I don’t know how you judge the outside zone runs, but have they been as efficient this year as they have been in the past or as you want them to be?
“I think there’s always room for improvement. I don’t think it’s been where we’ve needed it to be. I think we’ve really missed some stuff. I don’t think it’s been as productive as it should have been. I really think that we should be, I’m not saying, ‘Oh, we’re going to be the greatest.’ I’m really just saying that we’ve left some stuff out there and part of it’s been because the defense has done a good job. They’ve done a good job. They’ve defended us well and we probably haven’t executed as well as we need to. But there have been opportunities, there have been things that we’ve had, whether it be the line, whether it be the runner, whatever it is, it hasn’t played out quite to our liking, which is good. I mean, we’ve had some success, but yet we’ve still got a lot of room to grow and you can always point to things through the BYE week, which we did.
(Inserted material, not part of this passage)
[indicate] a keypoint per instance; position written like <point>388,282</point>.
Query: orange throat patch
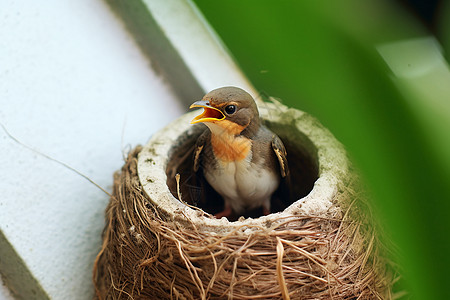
<point>229,148</point>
We pulled some tape and said, Hey guys, look, this is why this isn’t going, this is what we need to fix. And it’s fixable. It’s like, we’re just not very good at this stuff or we’re not very good at this position. That’s not it. It’s fixable things and things that I can do better as a coach and presenting opportunities for the players as well.”
For OL Aaron Banks as a first year full time starter and OL Spencer Burford as a rookie starter, how big was the BYE week for those guys? Could you see that when they came back that they needed it?
“Yeah, I think for Spencer, it was good for him. He got away, got home, which was good for him. He came back refreshed and ready to go. I think those young guys really do need the break. I think Banksy probably a little bit better. He went through it last year, even though he wasn’t playing, I didn’t notice as much of a sigh of relief. And Spencer’s good. Spencer really has been one of the better rookies as far as coming in, doing the deal every day, having a routine, preparing. But no matter what you say, it is the second week of November and normally these guys are winding down to the end of their season these rookies and this year they’ve still got this as we’re now just really starting our season to see where we end up at the end of this thing. But it was good for both those guys. I think more probably for Spencer than Aaron.”